Location-based services and mapping have even bigger potential going forward.

"What was most interesting to us was that the announcements weren't of a game-changing technology, as the 3D has been done before, but the truly enormous scale of Google's commitment to do this for such a large amount of data," Giles Collingwood, head of operations at Earthware, told TechNewsWorld. "They are obviously committing some serious bucks to the project."

Beyond the Map

The mobile frontier is relatively unpaved, said Sheehan, and Google, Apple, Bing and other mapping services realize that location-based services could be a huge break into leadership in the mobile industry.

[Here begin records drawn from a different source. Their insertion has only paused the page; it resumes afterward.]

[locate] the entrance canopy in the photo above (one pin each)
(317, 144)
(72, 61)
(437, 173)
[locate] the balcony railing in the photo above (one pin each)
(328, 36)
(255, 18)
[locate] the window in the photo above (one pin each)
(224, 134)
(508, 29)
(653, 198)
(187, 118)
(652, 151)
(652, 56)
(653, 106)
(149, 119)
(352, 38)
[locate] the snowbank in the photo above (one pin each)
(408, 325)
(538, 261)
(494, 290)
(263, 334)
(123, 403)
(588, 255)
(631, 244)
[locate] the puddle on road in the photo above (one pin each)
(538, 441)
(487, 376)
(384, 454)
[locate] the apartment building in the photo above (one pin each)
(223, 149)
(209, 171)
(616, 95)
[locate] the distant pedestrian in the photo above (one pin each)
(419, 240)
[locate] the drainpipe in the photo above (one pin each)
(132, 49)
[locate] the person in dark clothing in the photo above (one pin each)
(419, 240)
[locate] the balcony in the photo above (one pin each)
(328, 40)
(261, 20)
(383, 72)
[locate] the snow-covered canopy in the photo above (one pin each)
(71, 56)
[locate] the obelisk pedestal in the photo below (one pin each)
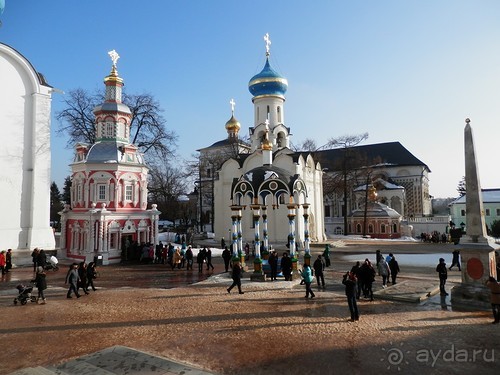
(477, 250)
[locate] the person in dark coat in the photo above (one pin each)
(226, 255)
(326, 255)
(82, 274)
(8, 260)
(286, 266)
(378, 258)
(367, 273)
(72, 279)
(394, 267)
(273, 264)
(91, 275)
(237, 271)
(356, 271)
(349, 281)
(455, 260)
(199, 259)
(189, 258)
(34, 256)
(319, 267)
(208, 256)
(443, 275)
(41, 284)
(41, 259)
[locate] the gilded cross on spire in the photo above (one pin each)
(267, 39)
(233, 103)
(114, 57)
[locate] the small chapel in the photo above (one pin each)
(265, 193)
(109, 187)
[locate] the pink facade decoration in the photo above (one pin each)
(109, 209)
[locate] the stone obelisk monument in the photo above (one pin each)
(477, 249)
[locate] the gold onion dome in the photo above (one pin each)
(233, 124)
(372, 193)
(113, 76)
(266, 143)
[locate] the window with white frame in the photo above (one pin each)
(78, 193)
(101, 192)
(129, 192)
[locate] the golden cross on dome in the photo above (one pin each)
(233, 103)
(268, 43)
(114, 57)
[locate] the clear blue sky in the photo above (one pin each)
(408, 71)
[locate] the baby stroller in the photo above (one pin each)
(52, 264)
(24, 294)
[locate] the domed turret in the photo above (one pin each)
(268, 82)
(233, 126)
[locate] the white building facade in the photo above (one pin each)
(25, 99)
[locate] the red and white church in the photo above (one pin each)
(109, 187)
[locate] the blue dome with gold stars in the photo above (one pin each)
(268, 82)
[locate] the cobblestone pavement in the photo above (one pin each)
(270, 329)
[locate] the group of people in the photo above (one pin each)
(80, 275)
(359, 280)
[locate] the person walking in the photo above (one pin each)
(394, 267)
(367, 272)
(356, 270)
(308, 279)
(319, 267)
(236, 276)
(209, 259)
(384, 271)
(189, 258)
(91, 275)
(41, 284)
(3, 262)
(199, 259)
(494, 288)
(286, 266)
(455, 260)
(34, 256)
(72, 279)
(273, 265)
(443, 275)
(349, 280)
(177, 258)
(226, 256)
(326, 255)
(8, 260)
(378, 257)
(82, 273)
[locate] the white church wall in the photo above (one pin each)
(25, 175)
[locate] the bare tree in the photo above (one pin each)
(166, 185)
(348, 168)
(147, 128)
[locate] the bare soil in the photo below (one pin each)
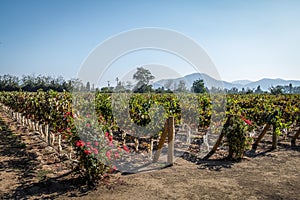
(29, 169)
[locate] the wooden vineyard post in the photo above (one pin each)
(59, 143)
(294, 138)
(217, 144)
(274, 140)
(169, 131)
(266, 128)
(161, 142)
(171, 136)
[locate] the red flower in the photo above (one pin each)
(126, 148)
(87, 151)
(80, 143)
(108, 155)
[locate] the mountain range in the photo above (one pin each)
(209, 81)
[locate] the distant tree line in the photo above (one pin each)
(32, 83)
(279, 89)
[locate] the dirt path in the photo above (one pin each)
(26, 174)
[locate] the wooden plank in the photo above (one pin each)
(296, 136)
(274, 140)
(262, 134)
(171, 137)
(161, 142)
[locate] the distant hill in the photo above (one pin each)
(265, 83)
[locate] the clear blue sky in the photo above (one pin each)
(246, 39)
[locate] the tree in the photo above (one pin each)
(198, 86)
(258, 90)
(291, 88)
(143, 76)
(181, 86)
(168, 84)
(276, 90)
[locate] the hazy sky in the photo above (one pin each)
(245, 39)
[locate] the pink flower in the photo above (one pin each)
(88, 144)
(80, 143)
(108, 155)
(110, 138)
(117, 155)
(87, 151)
(126, 148)
(95, 151)
(247, 121)
(106, 134)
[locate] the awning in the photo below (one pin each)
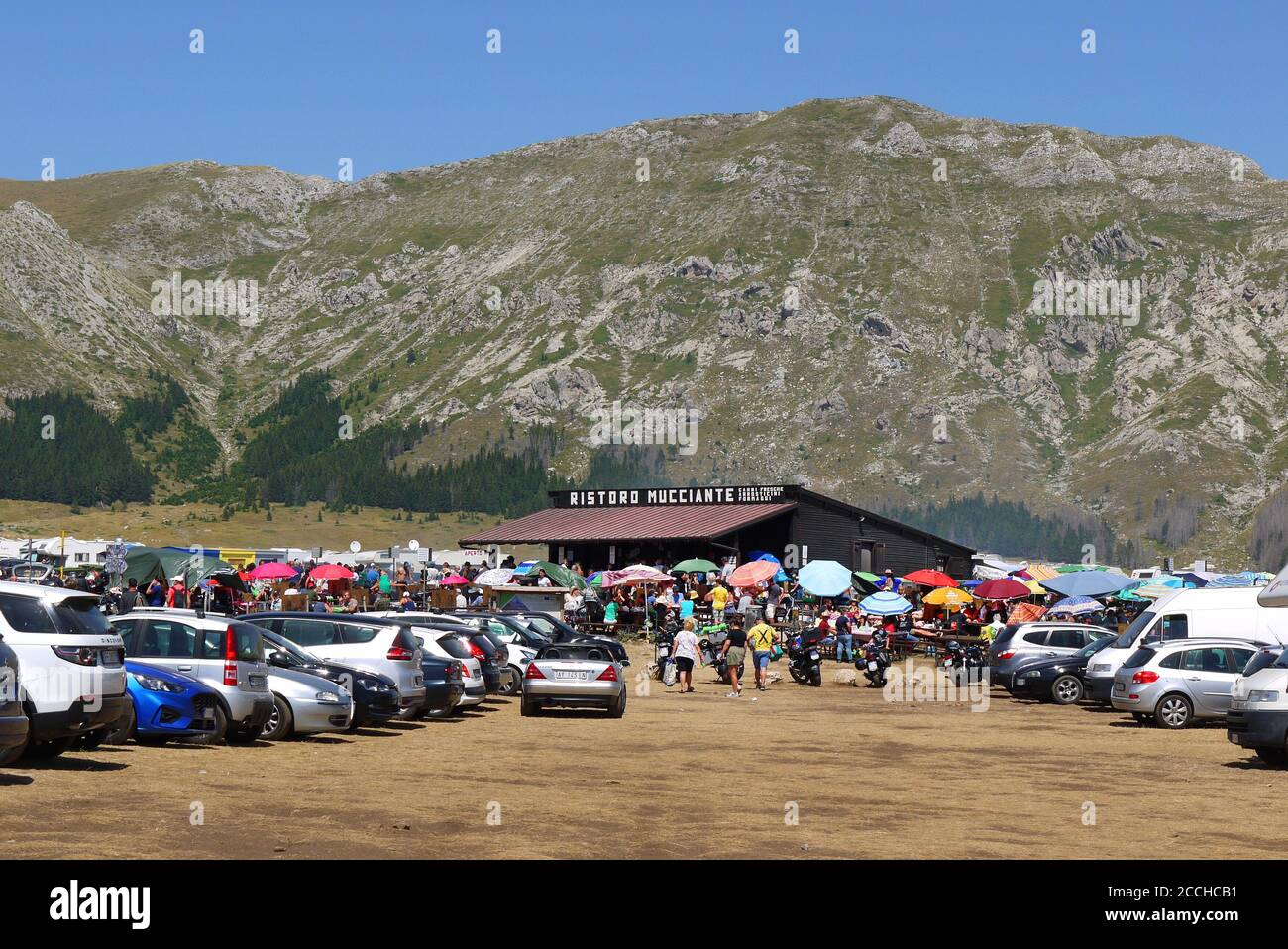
(608, 524)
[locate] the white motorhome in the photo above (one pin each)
(1223, 613)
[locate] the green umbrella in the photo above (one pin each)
(696, 566)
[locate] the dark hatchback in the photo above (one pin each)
(1056, 679)
(13, 720)
(375, 695)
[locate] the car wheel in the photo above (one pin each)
(217, 735)
(43, 751)
(1273, 756)
(279, 724)
(1067, 690)
(1173, 712)
(120, 730)
(513, 684)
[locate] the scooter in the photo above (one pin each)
(804, 661)
(875, 661)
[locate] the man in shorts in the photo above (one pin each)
(761, 638)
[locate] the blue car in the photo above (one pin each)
(162, 704)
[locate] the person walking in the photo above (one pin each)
(763, 636)
(684, 653)
(733, 652)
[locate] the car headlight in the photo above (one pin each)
(153, 684)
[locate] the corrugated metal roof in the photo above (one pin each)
(681, 522)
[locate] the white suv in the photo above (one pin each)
(71, 666)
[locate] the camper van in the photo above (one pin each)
(1224, 613)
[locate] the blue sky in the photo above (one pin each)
(395, 84)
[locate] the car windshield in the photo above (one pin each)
(1103, 643)
(80, 615)
(1132, 631)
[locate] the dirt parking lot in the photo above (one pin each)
(679, 777)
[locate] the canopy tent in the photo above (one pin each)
(1089, 583)
(824, 577)
(165, 563)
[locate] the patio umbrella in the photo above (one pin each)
(824, 577)
(496, 577)
(930, 579)
(1003, 588)
(1025, 613)
(752, 572)
(331, 572)
(1089, 583)
(1076, 606)
(885, 604)
(273, 570)
(949, 597)
(696, 564)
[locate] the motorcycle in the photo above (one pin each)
(964, 665)
(804, 661)
(709, 645)
(875, 661)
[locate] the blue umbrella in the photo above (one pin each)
(885, 604)
(1076, 606)
(1087, 583)
(825, 577)
(1243, 579)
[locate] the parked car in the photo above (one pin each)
(1173, 684)
(375, 695)
(364, 641)
(1258, 707)
(432, 628)
(1056, 679)
(305, 704)
(226, 654)
(559, 631)
(1022, 643)
(1225, 613)
(13, 718)
(71, 666)
(445, 685)
(575, 675)
(163, 704)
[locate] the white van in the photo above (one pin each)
(1223, 613)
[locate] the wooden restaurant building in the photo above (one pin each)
(613, 528)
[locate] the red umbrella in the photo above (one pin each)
(752, 572)
(1005, 588)
(331, 572)
(930, 579)
(273, 571)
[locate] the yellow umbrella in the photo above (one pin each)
(948, 597)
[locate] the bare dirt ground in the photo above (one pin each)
(679, 777)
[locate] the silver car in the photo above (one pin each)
(1022, 643)
(575, 675)
(1179, 682)
(304, 704)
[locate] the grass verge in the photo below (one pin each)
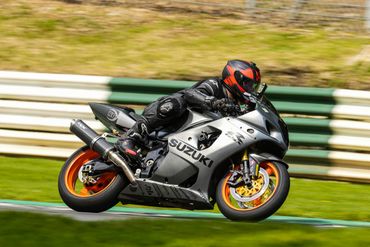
(36, 180)
(145, 42)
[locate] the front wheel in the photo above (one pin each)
(264, 198)
(96, 196)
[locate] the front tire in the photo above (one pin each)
(80, 197)
(243, 204)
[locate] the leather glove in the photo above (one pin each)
(251, 104)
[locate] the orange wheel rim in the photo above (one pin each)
(271, 170)
(71, 176)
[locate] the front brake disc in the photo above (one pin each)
(243, 198)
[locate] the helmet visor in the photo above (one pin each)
(248, 84)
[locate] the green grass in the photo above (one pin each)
(36, 180)
(52, 36)
(24, 229)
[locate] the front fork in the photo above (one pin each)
(249, 170)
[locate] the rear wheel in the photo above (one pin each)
(266, 195)
(98, 194)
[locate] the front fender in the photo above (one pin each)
(262, 157)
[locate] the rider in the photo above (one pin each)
(239, 78)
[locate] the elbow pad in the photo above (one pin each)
(198, 99)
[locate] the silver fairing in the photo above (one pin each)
(185, 159)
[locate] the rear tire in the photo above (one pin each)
(262, 211)
(96, 201)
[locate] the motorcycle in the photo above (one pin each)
(232, 160)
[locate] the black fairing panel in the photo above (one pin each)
(114, 117)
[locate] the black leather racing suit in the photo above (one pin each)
(168, 108)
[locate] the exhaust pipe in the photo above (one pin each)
(101, 146)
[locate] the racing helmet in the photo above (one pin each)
(241, 77)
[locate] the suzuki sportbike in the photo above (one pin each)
(234, 160)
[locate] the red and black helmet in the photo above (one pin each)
(241, 77)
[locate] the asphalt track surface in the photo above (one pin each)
(123, 213)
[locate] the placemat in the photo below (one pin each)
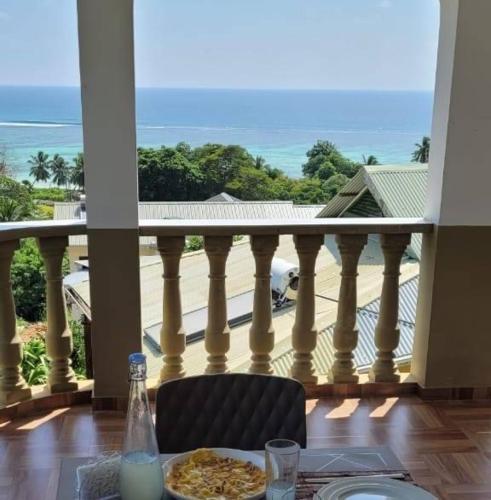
(322, 464)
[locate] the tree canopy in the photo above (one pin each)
(15, 200)
(325, 160)
(183, 173)
(422, 152)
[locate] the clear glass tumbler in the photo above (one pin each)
(282, 457)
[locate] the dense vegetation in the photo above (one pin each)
(183, 173)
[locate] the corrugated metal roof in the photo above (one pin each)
(345, 197)
(366, 320)
(200, 210)
(224, 197)
(399, 191)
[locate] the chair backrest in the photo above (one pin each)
(229, 410)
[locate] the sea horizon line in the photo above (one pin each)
(239, 89)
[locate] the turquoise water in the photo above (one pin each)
(278, 125)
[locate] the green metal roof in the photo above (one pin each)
(398, 190)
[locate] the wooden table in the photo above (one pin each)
(330, 460)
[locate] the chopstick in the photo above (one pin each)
(328, 479)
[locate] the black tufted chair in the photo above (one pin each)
(231, 411)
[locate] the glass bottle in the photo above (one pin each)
(141, 476)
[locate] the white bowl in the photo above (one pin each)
(245, 456)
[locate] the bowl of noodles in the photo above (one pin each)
(215, 474)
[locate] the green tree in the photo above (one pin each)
(334, 184)
(422, 152)
(77, 176)
(220, 165)
(40, 167)
(165, 174)
(15, 200)
(29, 281)
(322, 156)
(251, 184)
(60, 171)
(308, 192)
(370, 160)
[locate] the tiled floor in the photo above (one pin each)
(446, 445)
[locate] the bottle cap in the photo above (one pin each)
(137, 358)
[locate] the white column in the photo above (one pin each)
(108, 106)
(452, 340)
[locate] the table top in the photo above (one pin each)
(329, 460)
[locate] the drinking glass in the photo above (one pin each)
(281, 469)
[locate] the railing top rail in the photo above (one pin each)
(214, 227)
(42, 228)
(181, 227)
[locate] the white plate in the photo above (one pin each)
(372, 488)
(245, 456)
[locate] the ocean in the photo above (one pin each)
(280, 125)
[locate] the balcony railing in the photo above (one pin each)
(351, 237)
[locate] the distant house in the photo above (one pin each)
(366, 351)
(383, 191)
(221, 206)
(375, 191)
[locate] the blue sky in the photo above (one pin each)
(328, 44)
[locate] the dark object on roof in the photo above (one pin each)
(366, 320)
(383, 191)
(230, 411)
(224, 197)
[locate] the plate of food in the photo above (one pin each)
(372, 488)
(215, 474)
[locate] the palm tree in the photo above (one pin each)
(60, 171)
(77, 176)
(422, 151)
(370, 160)
(260, 163)
(39, 166)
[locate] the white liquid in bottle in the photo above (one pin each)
(141, 477)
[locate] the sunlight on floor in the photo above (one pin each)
(345, 409)
(34, 423)
(384, 408)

"The announcements in mapping today are really being driven by mobile," he said. "There's a turf war going on between the companies, because we're kind of in a place where there's a lot of discussion about what's next in the mobile space. These updates are very much driven by consumers, and there's a lot of resources being focused using location for marketing."

That's part of the reason Google has such an advantage, said Tsou.

"The real value of Google Maps is not the map data itself, but the points of interests, such as gas stations, restaurants, schools embedded inside the map databases, which are called 'location-based services,'" he said.

Nailing down those location-based services and incorporating them into a larger business strategy will be key for the next leader in Web mapping, said Sheehan.

"It's moving beyond the map," he said. "It's beyond getting from point A to point B, and Google is kind of ahead on that, but nobody still knows what Apple or anyone else is going to do. But that's where the growth is."